Blick auf das Atomkraftwerk Emsland mit Kühlturm

IMAGO / Sven Simon

Im zeitigen Frühjahr hatte ich bereits mit einem überschaubaren Mitgefühl über Robert Habecks Dilemma, zwischen der Lebenslüge der Grünen und einer notwendigen Entscheidung wählen zu müssen, geschrieben: Wenn Habeck sich für den Weiterbetrieb der drei AKWs entscheidet, ist die Partei weg, wenn er sich dagegen entscheidet, ist die Regierung weg. Zugegeben, die Formulierung ist auf die Spitze getrieben, aber sie beschreibt Habecks Konflikt zwischen Wunsch- und Realpolitik. Selbst ihm dürfte klar sein, dass auch der Streckbetrieb der drei AKWs nicht ausreichen dürfte, sondern dass er weitere Kernkraftwerke hochfahren muss.

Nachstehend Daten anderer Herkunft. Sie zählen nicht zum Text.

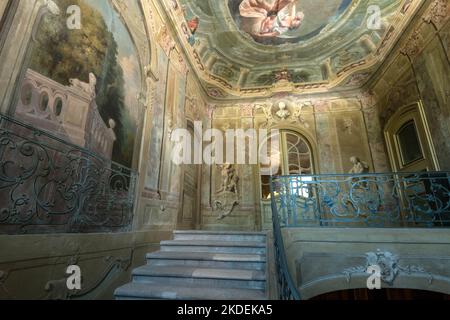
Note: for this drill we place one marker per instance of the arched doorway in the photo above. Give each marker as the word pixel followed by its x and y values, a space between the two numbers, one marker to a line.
pixel 188 217
pixel 409 141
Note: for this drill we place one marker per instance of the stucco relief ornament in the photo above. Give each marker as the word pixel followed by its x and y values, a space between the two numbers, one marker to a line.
pixel 389 266
pixel 267 110
pixel 227 196
pixel 52 7
pixel 283 113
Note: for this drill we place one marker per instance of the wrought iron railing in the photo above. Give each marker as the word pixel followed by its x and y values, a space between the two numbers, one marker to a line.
pixel 48 185
pixel 369 200
pixel 412 200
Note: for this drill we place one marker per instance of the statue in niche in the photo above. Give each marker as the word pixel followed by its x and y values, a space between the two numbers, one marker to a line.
pixel 227 196
pixel 359 167
pixel 283 112
pixel 230 178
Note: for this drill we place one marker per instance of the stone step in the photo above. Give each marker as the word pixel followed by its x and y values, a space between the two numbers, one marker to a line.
pixel 208 260
pixel 238 247
pixel 220 236
pixel 143 291
pixel 210 277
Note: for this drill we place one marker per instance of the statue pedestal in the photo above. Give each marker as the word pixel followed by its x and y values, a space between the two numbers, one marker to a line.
pixel 225 203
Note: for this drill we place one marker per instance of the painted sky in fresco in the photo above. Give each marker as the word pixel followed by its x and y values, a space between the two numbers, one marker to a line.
pixel 318 14
pixel 127 56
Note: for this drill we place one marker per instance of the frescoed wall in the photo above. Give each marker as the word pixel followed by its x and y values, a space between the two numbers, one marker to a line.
pixel 90 81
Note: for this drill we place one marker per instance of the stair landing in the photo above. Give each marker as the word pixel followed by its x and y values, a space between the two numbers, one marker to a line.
pixel 203 265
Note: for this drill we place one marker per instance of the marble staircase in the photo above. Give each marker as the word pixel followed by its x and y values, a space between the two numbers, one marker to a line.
pixel 203 265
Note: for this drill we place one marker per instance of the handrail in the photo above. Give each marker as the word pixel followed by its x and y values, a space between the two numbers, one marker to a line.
pixel 49 185
pixel 412 200
pixel 286 286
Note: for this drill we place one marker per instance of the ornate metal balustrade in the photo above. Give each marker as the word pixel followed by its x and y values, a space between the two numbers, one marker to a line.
pixel 48 185
pixel 369 200
pixel 420 200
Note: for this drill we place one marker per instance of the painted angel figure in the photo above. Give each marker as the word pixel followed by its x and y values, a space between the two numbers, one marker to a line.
pixel 265 20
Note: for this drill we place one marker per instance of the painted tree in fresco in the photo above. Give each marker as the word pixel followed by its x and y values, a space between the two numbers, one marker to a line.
pixel 62 54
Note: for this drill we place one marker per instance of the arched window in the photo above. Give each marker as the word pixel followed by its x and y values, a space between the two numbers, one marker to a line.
pixel 293 156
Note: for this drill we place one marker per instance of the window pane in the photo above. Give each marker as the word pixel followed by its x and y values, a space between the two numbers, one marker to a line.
pixel 408 141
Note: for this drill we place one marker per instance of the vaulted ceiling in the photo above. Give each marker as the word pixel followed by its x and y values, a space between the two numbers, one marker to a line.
pixel 337 45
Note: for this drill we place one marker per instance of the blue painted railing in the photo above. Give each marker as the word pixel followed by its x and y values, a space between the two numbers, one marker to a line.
pixel 48 185
pixel 391 200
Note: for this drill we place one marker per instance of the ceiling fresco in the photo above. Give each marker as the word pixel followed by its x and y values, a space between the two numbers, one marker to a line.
pixel 275 22
pixel 258 48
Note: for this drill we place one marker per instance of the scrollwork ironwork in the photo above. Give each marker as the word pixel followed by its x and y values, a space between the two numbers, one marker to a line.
pixel 48 185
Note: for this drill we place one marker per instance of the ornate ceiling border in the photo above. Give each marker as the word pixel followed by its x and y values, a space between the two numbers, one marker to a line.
pixel 353 76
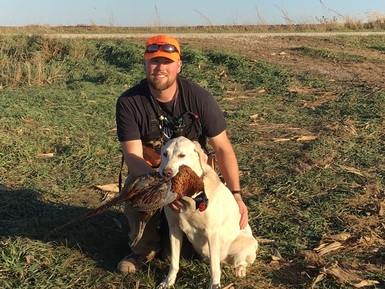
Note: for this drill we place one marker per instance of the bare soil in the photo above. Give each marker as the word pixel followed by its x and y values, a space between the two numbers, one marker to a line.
pixel 280 50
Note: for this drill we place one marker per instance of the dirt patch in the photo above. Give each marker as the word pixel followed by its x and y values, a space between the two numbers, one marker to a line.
pixel 281 51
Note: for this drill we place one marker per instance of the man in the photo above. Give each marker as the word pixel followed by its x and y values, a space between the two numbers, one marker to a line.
pixel 160 107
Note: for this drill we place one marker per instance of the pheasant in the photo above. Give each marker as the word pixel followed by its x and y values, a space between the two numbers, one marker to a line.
pixel 150 192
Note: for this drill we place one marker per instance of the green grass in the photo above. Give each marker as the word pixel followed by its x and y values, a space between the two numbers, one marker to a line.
pixel 58 97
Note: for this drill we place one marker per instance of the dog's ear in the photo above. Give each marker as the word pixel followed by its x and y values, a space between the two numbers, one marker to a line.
pixel 202 156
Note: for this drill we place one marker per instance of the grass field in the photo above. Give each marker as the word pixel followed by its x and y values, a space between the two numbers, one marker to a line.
pixel 310 149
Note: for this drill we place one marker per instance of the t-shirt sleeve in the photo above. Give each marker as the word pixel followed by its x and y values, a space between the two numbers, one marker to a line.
pixel 126 121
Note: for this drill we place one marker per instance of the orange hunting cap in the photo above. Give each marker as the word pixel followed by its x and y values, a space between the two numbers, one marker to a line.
pixel 162 46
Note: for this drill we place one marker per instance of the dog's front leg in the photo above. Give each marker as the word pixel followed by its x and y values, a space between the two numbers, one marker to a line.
pixel 176 238
pixel 215 261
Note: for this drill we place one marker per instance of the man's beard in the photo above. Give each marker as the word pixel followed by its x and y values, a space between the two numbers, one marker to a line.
pixel 159 84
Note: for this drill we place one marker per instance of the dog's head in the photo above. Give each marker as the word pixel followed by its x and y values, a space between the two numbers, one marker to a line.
pixel 182 151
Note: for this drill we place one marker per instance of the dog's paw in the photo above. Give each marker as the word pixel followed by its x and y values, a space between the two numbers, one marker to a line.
pixel 240 271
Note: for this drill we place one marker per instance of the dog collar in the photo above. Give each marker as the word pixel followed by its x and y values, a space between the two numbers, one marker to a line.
pixel 201 202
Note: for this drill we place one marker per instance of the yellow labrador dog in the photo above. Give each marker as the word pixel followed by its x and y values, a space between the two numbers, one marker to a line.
pixel 213 230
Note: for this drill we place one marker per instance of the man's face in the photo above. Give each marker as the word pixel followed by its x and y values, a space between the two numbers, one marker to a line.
pixel 161 72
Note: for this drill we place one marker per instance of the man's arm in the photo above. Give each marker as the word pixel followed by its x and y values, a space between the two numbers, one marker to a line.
pixel 228 165
pixel 133 157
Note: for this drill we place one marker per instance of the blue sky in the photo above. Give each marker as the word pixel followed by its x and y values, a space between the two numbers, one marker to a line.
pixel 182 13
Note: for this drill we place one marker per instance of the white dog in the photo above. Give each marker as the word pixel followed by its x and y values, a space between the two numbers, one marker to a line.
pixel 214 232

Insofern haben die Parteikader, die gegen die Laufzeitverlängerung Sturm laufen, an dem Punkt sogar recht, dass die Verlängerung letztlich den Ausstieg aus dem Ausstieg aus der Kernenergie bedeuten würde. Doch auch in Europa bläst dem Wirtschafts- und Energie-, und ach ja Klimaminister der Wind inzwischen kalt ins Gesicht, denn niemand, nicht einmal seine grünen Freunde in Frankreich und anderen Ländern verstehen, weshalb Deutschland stur am Atomausstieg festhält, der mit Blick auf die CO2-Emissionen kontraproduktiv ist.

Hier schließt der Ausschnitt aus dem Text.